Founder of RealCrowd here - thanks for the comments. We're focused only on commercial assets now that produce stable cash flow - think of a starbucks or an office building in SoMa that has consistent monthly income from rental payments. Homes should be viewed as shelter, not as a primary vehicle to create wealth.

It will be very interesting to see where the JOBS Act goes and how we can incorporate pure crowdfunding into our platform. Bringing access to this class of investment is what we're after and we're really excited to do so!

adamhooper | 12 years ago | on: RealCrowd (YC S13) Rides The Crowdfunding Wave For Real Estate Investments

Advertising of the offerings will be opened up to all, but there will still be restrictions on allowing only accredited investors to participate.

The broader crowdfunding portion of the JOBS Act will hopefully be put in place towards the end of this year/first part of next (if the stars align...). There will still be some restrictions on income/amounts you can invest, but that will truly open up opportunities like we've never seen.

adamhooper | 12 years ago | on: RealCrowd (YC S13) Rides The Crowdfunding Wave For Real Estate Investments

What you describe above is more of a "rewards" based kickstarter model, where there may not necessarily be actual "equity ownership" of the projects. In that case, you can do that today!

I think we're seeing the beginnings of the industry shifting closer to your model above. We're only limited to accredited investors due to SEC regulations that are (slowly) changing - true "crowdfunding" is on the horizon.

adamhooper | 12 years ago | on: RealCrowd (YC S13) Rides The Crowdfunding Wave For Real Estate Investments

Thanks for the questions, a big part of our role is to handle exactly what you describe above. Making sure that the operating partner/developer is acting as they should! We have provisions in our documents to remove them if they're not behaving.

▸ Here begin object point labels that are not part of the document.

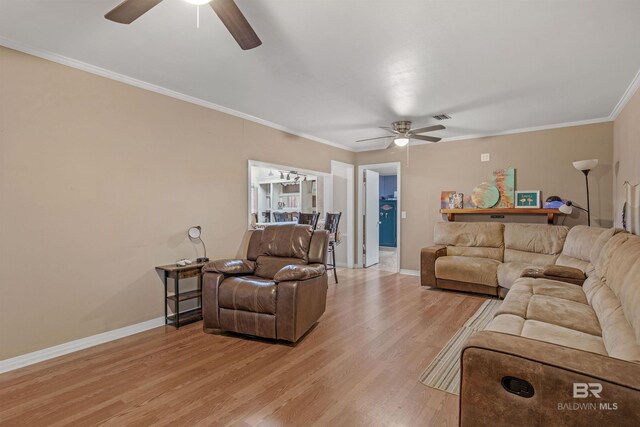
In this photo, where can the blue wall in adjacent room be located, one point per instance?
(388, 184)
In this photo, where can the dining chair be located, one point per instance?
(331, 221)
(309, 219)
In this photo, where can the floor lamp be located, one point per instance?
(585, 166)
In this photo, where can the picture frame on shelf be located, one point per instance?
(528, 199)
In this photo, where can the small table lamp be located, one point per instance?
(585, 166)
(194, 233)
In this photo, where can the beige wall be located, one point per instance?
(626, 153)
(100, 180)
(542, 160)
(99, 183)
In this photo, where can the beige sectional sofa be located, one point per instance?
(558, 353)
(488, 258)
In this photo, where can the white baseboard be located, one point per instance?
(409, 272)
(71, 346)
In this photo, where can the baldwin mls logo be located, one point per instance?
(587, 391)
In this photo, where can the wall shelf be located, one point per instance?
(550, 213)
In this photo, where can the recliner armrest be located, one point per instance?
(230, 267)
(556, 272)
(292, 273)
(428, 258)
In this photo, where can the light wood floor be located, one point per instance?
(359, 366)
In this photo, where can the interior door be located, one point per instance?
(371, 218)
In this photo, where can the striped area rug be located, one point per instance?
(443, 373)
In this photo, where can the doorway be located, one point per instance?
(379, 194)
(342, 200)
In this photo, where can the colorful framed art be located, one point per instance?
(527, 199)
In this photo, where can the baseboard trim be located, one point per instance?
(409, 272)
(76, 345)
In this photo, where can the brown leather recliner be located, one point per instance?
(279, 291)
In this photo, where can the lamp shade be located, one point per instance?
(585, 165)
(566, 209)
(401, 141)
(194, 232)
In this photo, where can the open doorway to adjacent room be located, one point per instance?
(379, 216)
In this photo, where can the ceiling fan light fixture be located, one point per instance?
(401, 141)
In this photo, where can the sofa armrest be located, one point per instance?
(552, 371)
(299, 272)
(428, 258)
(559, 273)
(230, 267)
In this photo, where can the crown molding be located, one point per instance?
(626, 96)
(102, 72)
(629, 92)
(77, 345)
(507, 132)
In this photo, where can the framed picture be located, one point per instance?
(446, 199)
(527, 199)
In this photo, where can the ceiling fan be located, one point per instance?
(228, 12)
(403, 133)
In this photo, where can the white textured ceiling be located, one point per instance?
(338, 69)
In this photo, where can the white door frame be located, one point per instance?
(349, 217)
(360, 222)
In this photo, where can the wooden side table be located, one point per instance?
(175, 272)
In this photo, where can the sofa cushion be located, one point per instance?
(583, 245)
(509, 272)
(473, 239)
(614, 293)
(527, 287)
(563, 312)
(287, 240)
(268, 266)
(483, 271)
(248, 293)
(567, 261)
(541, 331)
(538, 244)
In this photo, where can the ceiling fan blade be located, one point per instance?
(371, 139)
(130, 10)
(236, 23)
(428, 129)
(426, 138)
(389, 129)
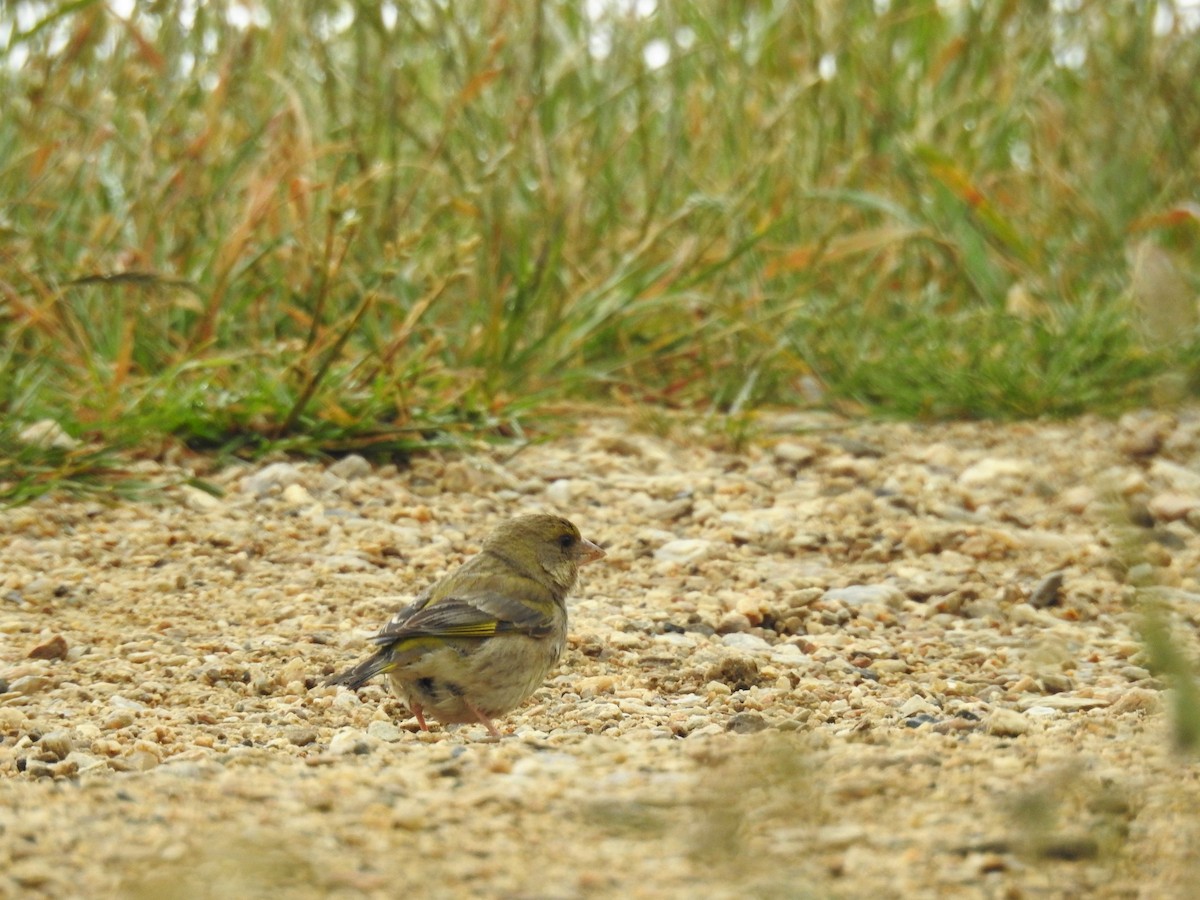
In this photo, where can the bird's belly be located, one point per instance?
(493, 676)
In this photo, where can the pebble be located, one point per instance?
(793, 454)
(54, 648)
(749, 643)
(747, 724)
(351, 467)
(385, 731)
(801, 615)
(199, 501)
(47, 433)
(297, 496)
(862, 594)
(1171, 507)
(991, 469)
(301, 737)
(1047, 591)
(349, 741)
(1006, 723)
(28, 685)
(684, 551)
(275, 477)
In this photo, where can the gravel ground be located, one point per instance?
(851, 660)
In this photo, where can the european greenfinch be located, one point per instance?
(483, 639)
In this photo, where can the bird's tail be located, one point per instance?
(357, 676)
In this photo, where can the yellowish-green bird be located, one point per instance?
(483, 639)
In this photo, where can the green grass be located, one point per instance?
(323, 237)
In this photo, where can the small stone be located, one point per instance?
(300, 737)
(745, 642)
(384, 731)
(1171, 507)
(732, 623)
(1056, 683)
(684, 551)
(297, 496)
(47, 433)
(745, 724)
(28, 685)
(351, 467)
(1063, 702)
(1180, 478)
(276, 475)
(54, 648)
(1047, 592)
(349, 741)
(995, 469)
(1007, 723)
(862, 594)
(57, 743)
(1138, 700)
(121, 719)
(559, 492)
(917, 705)
(795, 454)
(199, 501)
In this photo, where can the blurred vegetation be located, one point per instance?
(334, 226)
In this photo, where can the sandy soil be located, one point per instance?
(851, 660)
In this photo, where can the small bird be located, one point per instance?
(478, 642)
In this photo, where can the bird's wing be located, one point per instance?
(481, 612)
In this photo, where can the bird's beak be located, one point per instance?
(589, 552)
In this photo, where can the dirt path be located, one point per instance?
(833, 665)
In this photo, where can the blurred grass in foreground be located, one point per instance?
(355, 226)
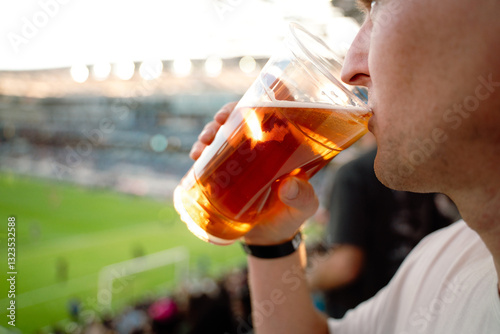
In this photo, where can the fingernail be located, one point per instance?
(290, 189)
(206, 133)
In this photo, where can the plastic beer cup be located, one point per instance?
(293, 120)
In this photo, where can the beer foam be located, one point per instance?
(307, 105)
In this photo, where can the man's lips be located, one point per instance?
(371, 123)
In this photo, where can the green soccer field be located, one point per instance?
(66, 234)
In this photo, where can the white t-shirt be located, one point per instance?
(447, 285)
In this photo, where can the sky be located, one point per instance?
(36, 34)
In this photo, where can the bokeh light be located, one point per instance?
(79, 73)
(182, 67)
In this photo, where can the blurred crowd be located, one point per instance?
(203, 305)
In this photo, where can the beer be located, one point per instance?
(232, 181)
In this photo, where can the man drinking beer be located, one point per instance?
(432, 69)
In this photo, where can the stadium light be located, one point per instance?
(213, 66)
(79, 73)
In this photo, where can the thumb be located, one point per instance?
(299, 194)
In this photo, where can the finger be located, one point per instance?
(224, 112)
(299, 194)
(208, 134)
(196, 150)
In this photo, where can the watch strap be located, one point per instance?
(274, 251)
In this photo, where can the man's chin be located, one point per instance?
(396, 175)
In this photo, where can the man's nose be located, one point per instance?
(355, 70)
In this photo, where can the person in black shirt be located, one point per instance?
(370, 231)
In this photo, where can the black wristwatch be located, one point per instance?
(274, 251)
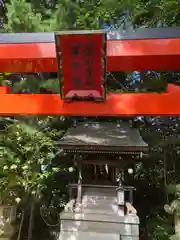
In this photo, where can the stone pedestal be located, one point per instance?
(99, 218)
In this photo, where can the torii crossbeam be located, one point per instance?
(143, 49)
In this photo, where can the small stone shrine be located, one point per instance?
(101, 205)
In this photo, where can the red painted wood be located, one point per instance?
(154, 54)
(116, 105)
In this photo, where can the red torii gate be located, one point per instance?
(144, 49)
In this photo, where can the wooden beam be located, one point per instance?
(122, 55)
(127, 104)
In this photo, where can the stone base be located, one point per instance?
(98, 218)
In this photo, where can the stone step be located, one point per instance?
(94, 236)
(100, 223)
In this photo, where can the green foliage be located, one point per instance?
(23, 150)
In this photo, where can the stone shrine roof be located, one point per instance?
(103, 137)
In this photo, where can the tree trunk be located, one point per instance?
(177, 225)
(31, 221)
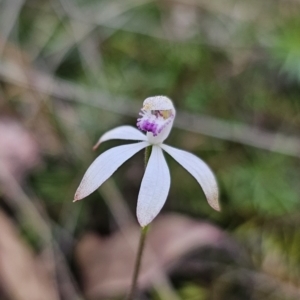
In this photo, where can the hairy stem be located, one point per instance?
(138, 261)
(141, 247)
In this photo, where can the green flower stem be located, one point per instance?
(137, 266)
(141, 247)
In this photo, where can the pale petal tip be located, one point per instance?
(214, 203)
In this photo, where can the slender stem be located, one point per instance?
(137, 266)
(141, 247)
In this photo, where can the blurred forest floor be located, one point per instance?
(70, 70)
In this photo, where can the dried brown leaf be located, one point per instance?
(107, 264)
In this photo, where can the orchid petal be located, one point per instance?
(199, 169)
(104, 166)
(122, 133)
(154, 188)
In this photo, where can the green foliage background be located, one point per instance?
(236, 62)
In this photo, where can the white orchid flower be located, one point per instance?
(157, 116)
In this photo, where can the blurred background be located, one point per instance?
(72, 69)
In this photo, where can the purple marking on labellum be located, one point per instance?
(153, 121)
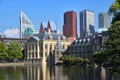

As far as competing with larger RE fund managers, our focus initially is on deals that require $2MM-$10MM of equity, below where the big institutions will look (>$10MM typically), but beyond where most operators can raise on their own.

adamhooper | 12 years ago | on: RealCrowd (YC S13) Rides The Crowdfunding Wave For Real Estate Investments

Accredited investors must meet one of the following criteria:

-a minimum net worth of $1,000,000 (excluding primary residence)

-annual income of $200,000 for the prior two years and anticipation of the same in the current year if filing individually

-annual income of $300,000 for the prior two years and anticipation of the same going forward if filing jointly

For now, we're limited to accredited investors only, but as the JOBS act continues to roll out, we'll see how the SEC/FINRA craft their rules and hopefully open it up to all investors.

adamhooper | 12 years ago | on: RealCrowd (YC S13) Rides The Crowdfunding Wave For Real Estate Investments

At the end of the day, both are viable investment alternatives, right? REITs provide liquidity, but you pay for that liquidity through lower returns and less control over those investments.

Our structure provides you the control to choose which assets you invest in, can provide substantially higher cash returns than REIT yields and allows the investor control over where they put their money.

In addition, our structure requires a substantial amount of money co-invested by the real estate operator so their interests are financially aligned to maximize the value of that asset as well. The better the asset performs, the better we all do.